Patty Jenkins’s “Wonder Woman” does not disappoint. Sweeping the weekend box office with a global opening of $223 million, and boasting the biggest-ever opening for a film directed by a woman, it’s already made film history.
I agree with all the buzz: It is everything you want a Hollywood action and superhero movie to be. And it’s even more.
Perhaps its plot is a bit old-fashioned, as it borrows from the ancient Greeks: When men were first created by gods, they were good and fair and lived together happily. But Ares, son of Zeus, became jealous and sought to corrupt humankind. The gods then created the Amazons to protect humanity from corruption by Ares. Defeated in a deadly battle with other gods, Ares laid in wait for his chance to destroy humankind again. It became the Amazons’ mission to prevent this from happening.
Within this classic setup, a completely new story unfolds. We meet young Diana and see her childhood on a stunningly beautiful paradise island, where she grows up in Amazonian graciousness and ease, becoming a mature, charming, strong, and fearless young woman—with superpowers—ready to save the world.
Then a plane bursts through the invisible shield around the island and crashes into the sea, in front of her eyes. From this moment on, everything changes, and she must do what she was born to do.
You’ve likely heard of the plot by now. The pilot of the crashed plane escorts her back to the human world into the setting of World War I—the war Ares is using as an instrument to destroy humanity.
As the first headlining female superhero in many years, the character of Diana surpasses expectations. She is wise yet innocent, has a big and compassionate heart with firm faith and tremendous courage, and believes in her mission to such a degree that she charges out to complete it without doubt or hesitation.
Goodness itself becomes an all-powerful weapon. When Ares tries to convince Wonder Woman to give up, because humankind does not deserve her, she walks toward him with determination and declares, “They are everything you said, but so much more. It is not about being deserving. It’s about belief, and I believe in love!”
Thus, apart from a good story, “Wonder Woman” has a clear and completely positive theme, from beginning to end.
This is beyond refreshing. In an age when many artists are not sure what to depict, and some of them have gone so far as to portray ugly and negative things, a positive message from “Wonder Woman” is more than needed. We are starving for it.
The Perfect Style
As director, Jenkins thankfully adopted a very traditional and realistic style to depict the movie’s positive message.
As Richard Brody put it in his New Yorker review, the film “comes close to the realistic style of no style, as if in fear that a heightened or aestheticized one would ultimately contradict the point of the film and serve as a glorification of the very violence that it repudiates.
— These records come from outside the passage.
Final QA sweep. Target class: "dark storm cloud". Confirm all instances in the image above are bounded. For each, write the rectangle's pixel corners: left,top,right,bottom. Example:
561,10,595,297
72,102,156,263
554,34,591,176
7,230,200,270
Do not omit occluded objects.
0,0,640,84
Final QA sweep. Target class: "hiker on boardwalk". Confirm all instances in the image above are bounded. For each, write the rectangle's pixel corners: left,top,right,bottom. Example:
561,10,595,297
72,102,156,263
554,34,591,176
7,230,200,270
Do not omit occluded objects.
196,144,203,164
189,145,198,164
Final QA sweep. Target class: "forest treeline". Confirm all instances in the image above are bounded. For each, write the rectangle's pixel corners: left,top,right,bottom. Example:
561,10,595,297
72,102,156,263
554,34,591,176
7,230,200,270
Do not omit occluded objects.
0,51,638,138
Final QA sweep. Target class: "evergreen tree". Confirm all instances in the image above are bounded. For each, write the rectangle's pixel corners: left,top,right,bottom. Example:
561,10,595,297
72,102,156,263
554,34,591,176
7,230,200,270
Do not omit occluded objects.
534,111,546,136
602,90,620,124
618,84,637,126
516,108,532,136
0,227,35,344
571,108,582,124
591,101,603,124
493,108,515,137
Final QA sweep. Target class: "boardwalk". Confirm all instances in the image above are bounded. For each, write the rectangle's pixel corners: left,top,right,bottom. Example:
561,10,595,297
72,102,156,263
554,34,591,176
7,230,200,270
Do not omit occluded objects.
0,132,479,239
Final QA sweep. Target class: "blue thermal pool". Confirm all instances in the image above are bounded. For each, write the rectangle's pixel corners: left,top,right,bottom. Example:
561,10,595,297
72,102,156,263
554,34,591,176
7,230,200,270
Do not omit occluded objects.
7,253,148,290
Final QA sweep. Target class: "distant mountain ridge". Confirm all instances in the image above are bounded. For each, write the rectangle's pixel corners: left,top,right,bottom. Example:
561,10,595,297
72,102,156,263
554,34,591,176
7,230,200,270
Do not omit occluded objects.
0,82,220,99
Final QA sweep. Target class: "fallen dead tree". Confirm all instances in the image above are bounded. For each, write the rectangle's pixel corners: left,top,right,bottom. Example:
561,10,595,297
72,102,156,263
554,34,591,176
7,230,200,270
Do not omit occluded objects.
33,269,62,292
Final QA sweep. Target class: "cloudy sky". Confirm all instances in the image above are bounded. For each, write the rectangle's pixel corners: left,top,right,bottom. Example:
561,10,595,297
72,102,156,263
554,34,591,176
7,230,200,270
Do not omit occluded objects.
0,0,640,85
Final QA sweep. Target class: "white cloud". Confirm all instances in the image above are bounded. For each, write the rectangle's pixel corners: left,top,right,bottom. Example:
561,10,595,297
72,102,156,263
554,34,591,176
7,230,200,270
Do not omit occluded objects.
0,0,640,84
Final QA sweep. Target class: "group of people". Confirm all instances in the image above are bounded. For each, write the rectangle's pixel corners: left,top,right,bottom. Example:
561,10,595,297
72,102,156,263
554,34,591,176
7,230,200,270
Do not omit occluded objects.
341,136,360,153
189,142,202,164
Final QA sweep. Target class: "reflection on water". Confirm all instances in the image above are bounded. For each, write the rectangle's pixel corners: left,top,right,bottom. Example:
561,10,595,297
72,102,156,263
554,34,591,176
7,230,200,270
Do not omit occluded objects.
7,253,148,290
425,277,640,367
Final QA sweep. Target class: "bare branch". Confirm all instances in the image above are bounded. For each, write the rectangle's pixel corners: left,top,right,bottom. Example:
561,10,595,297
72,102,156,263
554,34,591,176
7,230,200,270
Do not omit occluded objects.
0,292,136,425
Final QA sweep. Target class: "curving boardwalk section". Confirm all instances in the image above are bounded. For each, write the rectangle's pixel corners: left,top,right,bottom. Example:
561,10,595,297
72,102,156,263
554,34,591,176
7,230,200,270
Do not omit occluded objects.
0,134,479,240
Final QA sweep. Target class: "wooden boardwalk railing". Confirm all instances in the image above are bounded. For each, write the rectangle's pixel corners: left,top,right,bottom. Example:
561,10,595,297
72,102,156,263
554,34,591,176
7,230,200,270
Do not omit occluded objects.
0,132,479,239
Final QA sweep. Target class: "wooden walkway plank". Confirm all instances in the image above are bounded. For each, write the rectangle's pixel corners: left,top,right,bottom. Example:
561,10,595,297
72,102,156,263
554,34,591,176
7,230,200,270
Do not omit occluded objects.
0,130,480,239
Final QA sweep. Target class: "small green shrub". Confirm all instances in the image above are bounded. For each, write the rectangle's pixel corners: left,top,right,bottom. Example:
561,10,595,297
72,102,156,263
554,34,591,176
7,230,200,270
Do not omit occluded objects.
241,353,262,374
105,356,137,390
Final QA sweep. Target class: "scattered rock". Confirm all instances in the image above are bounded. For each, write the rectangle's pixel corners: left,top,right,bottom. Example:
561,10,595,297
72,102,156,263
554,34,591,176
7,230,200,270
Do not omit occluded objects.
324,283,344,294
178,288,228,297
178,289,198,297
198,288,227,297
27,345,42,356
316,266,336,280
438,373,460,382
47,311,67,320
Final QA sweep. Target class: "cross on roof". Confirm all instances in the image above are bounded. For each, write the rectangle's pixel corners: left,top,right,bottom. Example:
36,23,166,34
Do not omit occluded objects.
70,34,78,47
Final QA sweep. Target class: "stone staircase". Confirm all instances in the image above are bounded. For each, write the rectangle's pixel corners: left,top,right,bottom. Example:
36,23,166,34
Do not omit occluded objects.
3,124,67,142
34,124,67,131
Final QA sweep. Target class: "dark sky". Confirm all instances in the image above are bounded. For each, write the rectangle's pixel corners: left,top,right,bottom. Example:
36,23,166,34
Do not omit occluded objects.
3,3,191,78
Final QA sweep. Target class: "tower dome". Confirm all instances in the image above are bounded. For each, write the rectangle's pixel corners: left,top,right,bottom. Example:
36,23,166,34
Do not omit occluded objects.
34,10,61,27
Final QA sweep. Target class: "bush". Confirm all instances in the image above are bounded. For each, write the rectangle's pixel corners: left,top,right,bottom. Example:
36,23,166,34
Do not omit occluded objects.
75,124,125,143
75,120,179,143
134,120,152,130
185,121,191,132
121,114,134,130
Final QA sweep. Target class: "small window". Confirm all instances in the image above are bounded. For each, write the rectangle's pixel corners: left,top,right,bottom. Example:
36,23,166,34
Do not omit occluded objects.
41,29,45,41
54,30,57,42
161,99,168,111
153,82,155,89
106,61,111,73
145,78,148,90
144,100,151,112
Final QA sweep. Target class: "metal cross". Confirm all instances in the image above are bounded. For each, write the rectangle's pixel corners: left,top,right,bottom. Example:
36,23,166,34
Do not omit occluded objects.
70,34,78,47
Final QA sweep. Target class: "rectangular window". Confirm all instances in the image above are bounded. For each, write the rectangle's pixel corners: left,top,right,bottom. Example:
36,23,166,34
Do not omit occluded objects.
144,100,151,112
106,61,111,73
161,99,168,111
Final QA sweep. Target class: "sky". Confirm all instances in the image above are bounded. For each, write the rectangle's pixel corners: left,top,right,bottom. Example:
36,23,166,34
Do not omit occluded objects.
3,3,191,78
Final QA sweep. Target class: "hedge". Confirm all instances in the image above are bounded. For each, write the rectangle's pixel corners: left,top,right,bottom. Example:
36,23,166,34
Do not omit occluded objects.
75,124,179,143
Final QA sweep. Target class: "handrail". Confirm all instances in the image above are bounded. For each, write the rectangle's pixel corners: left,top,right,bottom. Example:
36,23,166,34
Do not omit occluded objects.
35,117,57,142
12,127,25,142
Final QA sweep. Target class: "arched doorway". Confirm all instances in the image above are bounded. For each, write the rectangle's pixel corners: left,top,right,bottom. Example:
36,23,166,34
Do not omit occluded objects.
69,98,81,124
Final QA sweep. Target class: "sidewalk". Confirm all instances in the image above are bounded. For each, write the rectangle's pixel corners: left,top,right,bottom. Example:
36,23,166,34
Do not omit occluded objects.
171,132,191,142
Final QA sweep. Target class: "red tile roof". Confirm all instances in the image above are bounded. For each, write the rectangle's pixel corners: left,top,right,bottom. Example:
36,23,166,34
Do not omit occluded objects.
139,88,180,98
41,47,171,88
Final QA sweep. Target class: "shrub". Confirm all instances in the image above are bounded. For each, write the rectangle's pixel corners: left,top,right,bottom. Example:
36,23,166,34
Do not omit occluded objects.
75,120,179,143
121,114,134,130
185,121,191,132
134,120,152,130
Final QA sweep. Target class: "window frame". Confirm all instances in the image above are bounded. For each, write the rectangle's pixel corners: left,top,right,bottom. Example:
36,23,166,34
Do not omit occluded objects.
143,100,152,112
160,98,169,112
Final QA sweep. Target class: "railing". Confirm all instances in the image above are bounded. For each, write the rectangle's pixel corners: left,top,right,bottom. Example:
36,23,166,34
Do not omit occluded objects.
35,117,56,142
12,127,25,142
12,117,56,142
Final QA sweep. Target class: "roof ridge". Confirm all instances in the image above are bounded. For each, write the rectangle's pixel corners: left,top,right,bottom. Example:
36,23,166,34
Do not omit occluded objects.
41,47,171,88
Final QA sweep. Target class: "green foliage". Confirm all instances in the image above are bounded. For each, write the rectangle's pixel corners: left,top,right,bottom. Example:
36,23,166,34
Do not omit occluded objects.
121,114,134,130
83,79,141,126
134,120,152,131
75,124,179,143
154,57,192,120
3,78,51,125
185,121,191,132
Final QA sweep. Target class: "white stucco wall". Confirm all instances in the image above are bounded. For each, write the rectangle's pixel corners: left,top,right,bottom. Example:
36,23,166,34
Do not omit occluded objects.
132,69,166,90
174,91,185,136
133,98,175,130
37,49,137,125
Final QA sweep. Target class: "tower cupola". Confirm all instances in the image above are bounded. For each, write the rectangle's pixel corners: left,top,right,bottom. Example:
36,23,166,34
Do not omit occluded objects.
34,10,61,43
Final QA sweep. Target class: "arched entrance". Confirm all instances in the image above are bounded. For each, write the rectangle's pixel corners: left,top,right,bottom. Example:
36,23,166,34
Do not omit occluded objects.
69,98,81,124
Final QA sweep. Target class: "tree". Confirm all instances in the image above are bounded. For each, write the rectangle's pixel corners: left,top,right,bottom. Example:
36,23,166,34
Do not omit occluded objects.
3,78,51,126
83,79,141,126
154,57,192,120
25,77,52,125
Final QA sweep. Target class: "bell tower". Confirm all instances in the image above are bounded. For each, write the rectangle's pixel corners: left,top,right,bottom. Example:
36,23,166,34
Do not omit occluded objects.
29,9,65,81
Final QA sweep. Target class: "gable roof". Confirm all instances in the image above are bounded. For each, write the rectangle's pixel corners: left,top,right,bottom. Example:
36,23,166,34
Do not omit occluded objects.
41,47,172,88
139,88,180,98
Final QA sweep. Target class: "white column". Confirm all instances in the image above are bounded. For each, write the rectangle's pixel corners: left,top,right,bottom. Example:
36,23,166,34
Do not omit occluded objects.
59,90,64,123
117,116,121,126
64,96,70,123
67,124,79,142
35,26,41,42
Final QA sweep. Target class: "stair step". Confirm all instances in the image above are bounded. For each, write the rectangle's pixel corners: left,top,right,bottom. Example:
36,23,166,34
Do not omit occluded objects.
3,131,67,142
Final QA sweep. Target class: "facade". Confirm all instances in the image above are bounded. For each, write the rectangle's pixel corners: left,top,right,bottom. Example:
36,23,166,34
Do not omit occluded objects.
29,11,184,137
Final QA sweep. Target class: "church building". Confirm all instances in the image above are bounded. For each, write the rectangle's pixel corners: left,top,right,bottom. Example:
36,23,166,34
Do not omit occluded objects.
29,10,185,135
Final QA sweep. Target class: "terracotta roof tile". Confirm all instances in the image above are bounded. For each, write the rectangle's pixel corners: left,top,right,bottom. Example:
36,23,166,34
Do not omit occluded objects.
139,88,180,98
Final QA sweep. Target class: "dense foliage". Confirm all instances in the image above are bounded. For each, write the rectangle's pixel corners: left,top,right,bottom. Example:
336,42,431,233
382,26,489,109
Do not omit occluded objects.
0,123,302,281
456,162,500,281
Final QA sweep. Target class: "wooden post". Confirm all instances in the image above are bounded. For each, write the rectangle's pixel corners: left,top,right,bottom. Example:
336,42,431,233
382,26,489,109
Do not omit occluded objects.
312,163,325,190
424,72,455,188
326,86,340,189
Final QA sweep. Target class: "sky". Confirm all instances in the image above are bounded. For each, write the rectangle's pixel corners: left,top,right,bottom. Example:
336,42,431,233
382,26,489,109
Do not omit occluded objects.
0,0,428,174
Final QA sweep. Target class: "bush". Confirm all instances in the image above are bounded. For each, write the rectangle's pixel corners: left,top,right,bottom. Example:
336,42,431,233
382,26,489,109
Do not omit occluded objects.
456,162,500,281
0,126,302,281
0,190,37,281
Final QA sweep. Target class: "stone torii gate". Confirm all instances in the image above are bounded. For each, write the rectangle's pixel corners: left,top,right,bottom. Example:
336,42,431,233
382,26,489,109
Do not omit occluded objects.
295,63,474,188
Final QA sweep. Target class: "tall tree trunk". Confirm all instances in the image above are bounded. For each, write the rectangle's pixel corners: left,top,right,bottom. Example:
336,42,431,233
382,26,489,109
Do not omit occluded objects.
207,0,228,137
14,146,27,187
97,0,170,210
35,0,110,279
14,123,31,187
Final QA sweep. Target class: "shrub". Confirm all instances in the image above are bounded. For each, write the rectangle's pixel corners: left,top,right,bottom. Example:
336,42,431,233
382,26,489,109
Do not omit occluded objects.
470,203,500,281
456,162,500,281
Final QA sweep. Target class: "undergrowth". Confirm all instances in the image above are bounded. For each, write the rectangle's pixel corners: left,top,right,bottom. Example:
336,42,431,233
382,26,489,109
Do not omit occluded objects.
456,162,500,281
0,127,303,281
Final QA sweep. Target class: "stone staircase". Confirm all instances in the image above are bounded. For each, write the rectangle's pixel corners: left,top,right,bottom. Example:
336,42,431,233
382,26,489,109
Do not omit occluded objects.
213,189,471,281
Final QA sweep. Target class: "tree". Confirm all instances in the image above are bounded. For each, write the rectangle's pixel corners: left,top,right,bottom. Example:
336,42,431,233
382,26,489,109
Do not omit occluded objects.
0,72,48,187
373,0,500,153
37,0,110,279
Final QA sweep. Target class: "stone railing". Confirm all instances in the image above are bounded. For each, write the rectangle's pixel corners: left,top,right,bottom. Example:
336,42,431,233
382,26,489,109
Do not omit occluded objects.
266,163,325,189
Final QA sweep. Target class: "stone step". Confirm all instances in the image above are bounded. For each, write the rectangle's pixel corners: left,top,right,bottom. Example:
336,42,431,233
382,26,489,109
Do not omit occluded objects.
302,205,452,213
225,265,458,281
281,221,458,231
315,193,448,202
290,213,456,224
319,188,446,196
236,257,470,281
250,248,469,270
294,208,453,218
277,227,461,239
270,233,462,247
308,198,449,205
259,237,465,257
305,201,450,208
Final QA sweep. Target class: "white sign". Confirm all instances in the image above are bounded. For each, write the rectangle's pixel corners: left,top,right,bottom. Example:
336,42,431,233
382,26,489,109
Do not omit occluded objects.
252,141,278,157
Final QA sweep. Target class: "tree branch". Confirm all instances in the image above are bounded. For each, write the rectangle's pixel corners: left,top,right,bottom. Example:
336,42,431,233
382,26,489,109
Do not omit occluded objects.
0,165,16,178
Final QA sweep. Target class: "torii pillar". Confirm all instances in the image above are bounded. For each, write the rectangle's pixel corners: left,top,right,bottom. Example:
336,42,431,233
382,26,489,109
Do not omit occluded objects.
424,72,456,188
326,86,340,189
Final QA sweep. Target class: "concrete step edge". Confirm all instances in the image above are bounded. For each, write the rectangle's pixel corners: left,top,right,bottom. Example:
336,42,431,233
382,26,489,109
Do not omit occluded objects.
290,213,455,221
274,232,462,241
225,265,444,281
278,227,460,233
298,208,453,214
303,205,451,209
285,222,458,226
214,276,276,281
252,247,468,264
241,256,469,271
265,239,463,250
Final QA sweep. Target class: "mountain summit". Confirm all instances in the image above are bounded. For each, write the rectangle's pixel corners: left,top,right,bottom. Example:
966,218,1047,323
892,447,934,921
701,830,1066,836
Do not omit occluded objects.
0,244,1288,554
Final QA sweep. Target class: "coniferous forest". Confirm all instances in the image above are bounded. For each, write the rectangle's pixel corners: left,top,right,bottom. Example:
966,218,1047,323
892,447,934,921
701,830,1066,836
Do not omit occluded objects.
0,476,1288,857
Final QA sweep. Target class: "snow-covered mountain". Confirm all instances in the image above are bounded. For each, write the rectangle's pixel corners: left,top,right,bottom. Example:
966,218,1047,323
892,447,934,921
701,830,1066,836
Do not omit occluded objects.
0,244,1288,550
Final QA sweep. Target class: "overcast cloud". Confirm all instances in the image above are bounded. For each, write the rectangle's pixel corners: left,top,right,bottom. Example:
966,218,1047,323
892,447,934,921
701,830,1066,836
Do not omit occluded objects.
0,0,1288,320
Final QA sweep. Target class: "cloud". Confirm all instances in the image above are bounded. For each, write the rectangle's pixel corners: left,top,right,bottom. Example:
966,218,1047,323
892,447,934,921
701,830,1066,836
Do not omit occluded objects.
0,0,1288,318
It’s a superhero film with almost no excess.”
Exactly so. Throughout the movie, the pace and structure is been controlled in such a way that nothing feels too long, too short, too heavy, or too boring. Extensive battles are interjected between soothing, relaxing scenes, as well as romantic moments, all moving the story forward so that you feel everything is just about right.
There is no artistic pointing to the director’s hand, no abstract moments leading to audience confusion—the message is clear and the means clearly tell it.
On Saving the World
When Diana (Gal Gadot) first leaves paradise and arrives in the turbulent, hideous human world, she saves women and children who have long suffered in the war. She shakes off her human clothes, emerges as a superwoman, and heroically charges toward the German army and a hail of bullets. The magnificent music, the epic-like battle scene with Wonder Woman as the sole, central character, armed with her sacred mission, her heroic determination and courage, and her pure heart to save people … all of it worked together, and it brought me to tears.
The character of Steve Trevor (Chris Pine) is, in some ways, even more remarkable. The American soldier and spy breaks into Diana’s world and takes her away to fight “the war to end all wars.” He is, in a sense, only supporting Diana and just an ordinary mortal man, though he describes himself as “above average.”
However, out of his sense of honor and responsibility and as a soldier who seeks peace, Steve fights shoulder to shoulder with Wonder Woman with as much courage and determination as she does. In the end, he makes a great sacrifice to save many, many others.
The triumph of good over evil, and salvation from destruction, have been everlasting themes in works of art throughout history. In our much-troubled world today, it’s not surprising that a movie like “Wonder Woman” is so popular.
Most of us want the world to be a better place—less violent, more peaceful, less scary. And throughout history we’ve looked to saviours to help humanity escape from the messes we’ve made, whether it be religious or political figures.
For me, the most inspiring theme in “Wonder Woman” is that even if we are not in a position of power, we all choose to be part of humanity’s triumph or downfall, no matter how small our influence.
And that’s what’s so inspiring about Diana’s and Steve’s choice to believe in human goodness. We could all take a page from their book and know that the most important qualities they have are not their skills or abilities, but their ordinary extraordinariness: a sense of responsibility, armed with courage and a willingness to sacrifice; the determination to charge forward no matter what; and a refusal to lower their standards.
Jennifer Zeng is an author, blogger, and reporter based in New York.